Meet the Maximalist Jewelry Designer Behind Feed Me Gems — and the Paris Hilton Moment Everyone Noticed

Maximalist jewelry, signature rainbow designs, and the Paris Hilton moment that turned Feed Me Gems into a breakout brand.

Hannah Barnthouse has always lived in color. Childhood for her meant leotards worn to the grocery store, fringe boots stomping through errands, princess dresses on ordinary afternoons, and a crown that made it all feel intentional. “Self-expression always made me happier,” she says, and she never outgrew it. That early freedom to dress exactly as she felt didn’t fade with age. It became the foundation for her creative instincts, shaping what would eventually become the visual DNA of Feed Me Gems, a jewelry line built on joy, scale, and unapologetic sparkle.

Self-expression always made me happier.
— Hannah Barnthouse

Feed Me Gems started quietly at her kitchen table during the pandemic as a small ritual to bring light into a heavy time. Her first post featuring the now-signature rainbow earrings took off almost instantly. “I knew exactly the earrings I wanted and they didn’t exist,” she says. What began as a playful experiment quickly evolved into a design language rooted in emotion, color, and maximalist confidence.

 

As the brand grew, so did the community around it, drawn as much to Barnthouse’s pieces as to her. Her “get ready with me” videos quickly became their own universe: warm, funny, disarming, and always built around her mantra to “dress for the day you want to have.” She calls her most expressive trousers “personality pants,” a phrase that landed the way all good internet vernacular does — instantly understood. Being in her digital orbit feels like stepping into a better mood without trying. Her joy is contagious; her presence lifts the temperature of a room, even through a screen.

Her universe kept expanding. The mood she creates, joyful and unapologetically maximal, has a way of finding the right people, including one of pop culture’s most recognizable icons of sparkle.

 

Paris Hilton, the undisputed queen of early-aughts glamour and the original architect of hyper-feminine maximalism, wore Feed Me Gems in the Alani Nutrition “Pink Slush” campaign shot by David LaChapelle. It was a visual trifecta: Paris’s signature pink exuberance, LaChapelle’s technicolor surrealism, and Hannah’s bold, color-rich earrings all speaking in harmony.

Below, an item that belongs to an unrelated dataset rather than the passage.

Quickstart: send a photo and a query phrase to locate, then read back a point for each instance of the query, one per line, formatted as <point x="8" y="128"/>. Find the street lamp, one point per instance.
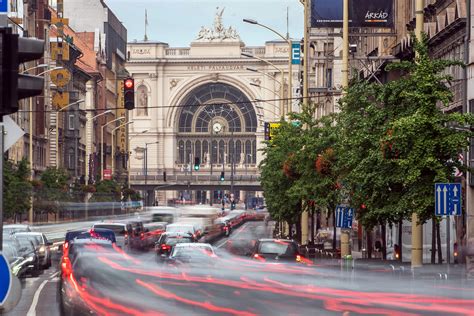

The imagery was unmistakably LaChapelle: glossy, electric, borderline dreamlike. And right there, anchoring the frame, were Barnthouse’s earrings. They didn’t blend into the palette, they elevated it. Hilton’s style DNA — playful, confident, self-aware glamour — sits in the same universe Hannah designs for. So the pairing looked less like coincidence and more like convergence. For many viewers, that image was their first introduction to Feed Me Gems. And once you noticed the earrings, you couldn’t unsee them.

That moment reflects something essential about Barnthouse’s work. Her pieces are designed to make people feel seen, expressive, and entirely themselves. It’s the same energy behind her long-standing connection with the Down syndrome community. Hannah has hired young women with DS and integrates them into her world with sincerity and respect. “We’re more alike than we are different,” she says. “And our differences make us beautiful.”

For Barnthouse, maximalism is mood setting. Every color, silhouette, and gleam is a choice about how you want to move through the world. It’s the same instinct behind her “dress for the day you want to have” mantra, a small directive that has become its own kind of lifeline for her audience. Feed Me Gems carries that same clarity: jewelry as intention, as uplift, as a spark.

What she builds isn’t just a brand, it’s an atmosphere. One where people feel seen, energized, and invited into something joyful. Her “girls’ night” livestreams capture that instinct perfectly, gathering women for sparkle, laughter, and connection. In a digital landscape where comparison is constant, she creates the opposite — a place to belong, a room that feels safe, and a reminder that joy multiplies when it’s shared.